Lynn W. L. Fahey, New York, N.Y. (William Kastin of counsel), for appellant, and appellant pro se.
Richard A. Brown, District Attorney, Kew Gardens, N.Y. (John M. Castellano, Johnnette Traill, Sharon Y. Brodt, Jeanette Lifschitz, Nicoletta J. Caferri, and Roni C. Piplani of counsel), for respondent.
DECISION & ORDER
Appeal by the defendant from a judgment of the Supreme Court, Queens County (Kohm, J.), rendered December 16, 2010, convicting him of criminal possession of a weapon in the second degree (two counts), reckless endangerment in the first degree, and unlawful possession of marijuana, upon a jury verdict, and imposing sentence. The appeal brings up for review an order of the same court (Griffin, J.), dated June 9, 2010, which denied, without a hearing, the defendant's motion pursuant to CPL 30.30 to dismiss the indictment on the ground that he was deprived of his statutory right to a speedy trial.

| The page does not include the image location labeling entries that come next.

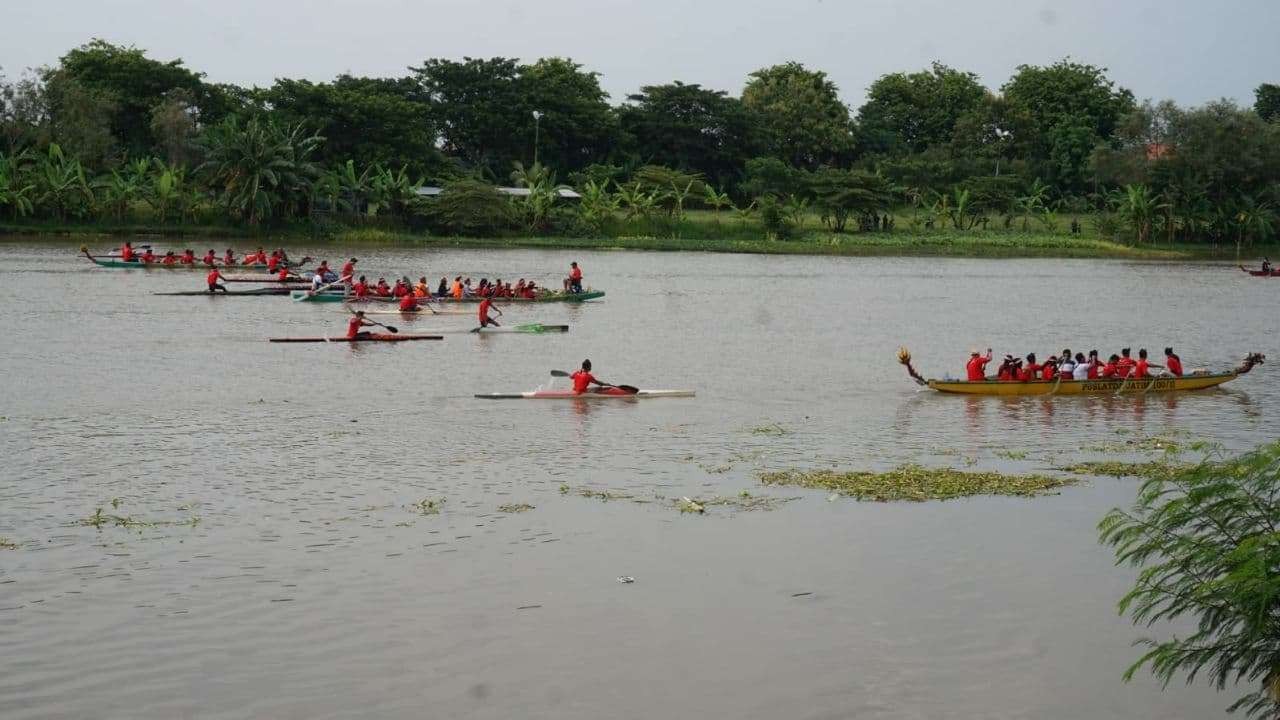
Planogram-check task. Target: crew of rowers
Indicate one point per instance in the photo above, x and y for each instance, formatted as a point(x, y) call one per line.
point(274, 260)
point(1068, 367)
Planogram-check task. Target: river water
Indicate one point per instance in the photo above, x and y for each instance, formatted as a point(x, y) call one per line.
point(283, 566)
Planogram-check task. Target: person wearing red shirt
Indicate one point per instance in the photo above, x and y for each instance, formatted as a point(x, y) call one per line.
point(1048, 370)
point(1173, 363)
point(1031, 370)
point(584, 378)
point(574, 282)
point(977, 367)
point(485, 320)
point(357, 322)
point(361, 288)
point(1141, 369)
point(211, 278)
point(1125, 364)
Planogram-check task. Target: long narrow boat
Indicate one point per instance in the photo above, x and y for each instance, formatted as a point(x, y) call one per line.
point(603, 393)
point(558, 296)
point(199, 265)
point(252, 292)
point(1200, 379)
point(374, 337)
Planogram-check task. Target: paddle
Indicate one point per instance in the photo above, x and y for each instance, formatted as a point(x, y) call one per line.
point(392, 328)
point(629, 390)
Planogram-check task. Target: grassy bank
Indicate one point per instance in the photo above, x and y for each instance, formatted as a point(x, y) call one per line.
point(699, 232)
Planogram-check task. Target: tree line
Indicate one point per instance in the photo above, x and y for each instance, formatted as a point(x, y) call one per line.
point(108, 131)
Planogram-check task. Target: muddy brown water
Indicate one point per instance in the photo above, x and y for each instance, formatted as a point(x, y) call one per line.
point(312, 584)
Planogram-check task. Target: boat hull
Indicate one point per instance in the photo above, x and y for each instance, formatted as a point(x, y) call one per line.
point(571, 395)
point(553, 297)
point(376, 337)
point(1083, 387)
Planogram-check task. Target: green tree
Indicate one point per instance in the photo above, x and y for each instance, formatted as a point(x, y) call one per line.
point(261, 171)
point(1267, 101)
point(368, 121)
point(914, 110)
point(133, 83)
point(800, 114)
point(690, 128)
point(1208, 550)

ORDERED that the judgment is reversed, on the law, the order is vacated, the defendant's motion to dismiss the indictment pursuant to CPL 30.30 on the ground that he was deprived of his statutory right to a speedy trial is granted, and the matter is remitted to the Supreme Court, Queens County, for the purpose of entering an order in its discretion pursuant to CPL 160.50.
On May 14, 2009, the People moved to take an oral swab from the defendant for a DNA test. This motion was made more than 17 months after the defendant's November 29, 2007, arrest, and December 3, 2007, arraignment on the criminal complaint, approximately 9 months after the defendant was indicted on August 18, 2008, and almost 3 months after the court issued a determination dated February 20, 2009, deciding, after a hearing, those branches of the defendant's omnibus motion which were to suppress physical evidence and statements he made to law enforcement officials. On June 5, 2009, the defendant, while preserving an objection on speedy trial grounds, consented to the taking of the oral swab. On November 13, 2009, the People produced a complete report of the results of the DNA test.
The defendant moved pursuant to CPL 30.30 to dismiss the indictment on the ground that he was deprived of his statutory right to a speedy trial. Contrary to the People's contention, because the People failed to exercise due diligence in obtaining the DNA sample from the defendant, the 161-day period between June 5, 2009, and November 13, 2009, was not excludable on the ground that their need to obtain the DNA test results constituted excusable, exceptional circumstances (see [*2]CPL 30.30[4][g]; People v Wearen, 98 AD3d 535, 538; People v Rahim, 91 AD3d 970, 972; see generally People v Washington, 43 NY2d 772, 773). Adding this period of time to the periods of delay correctly conceded by the People, the People exceeded the six-month period in which they were required to be ready for trial (see CPL 30.30[1][a]). Accordingly, the judgment must be reversed, the defendant's motion pursuant to CPL 30.30 granted, and the indictment dismissed.
In light of our determination, we do not reach the defendant's remaining contentions, including those raised in his pro se supplemental brief.
MASTRO, J.P., HALL, ROMAN and MALTESE, JJ., concur.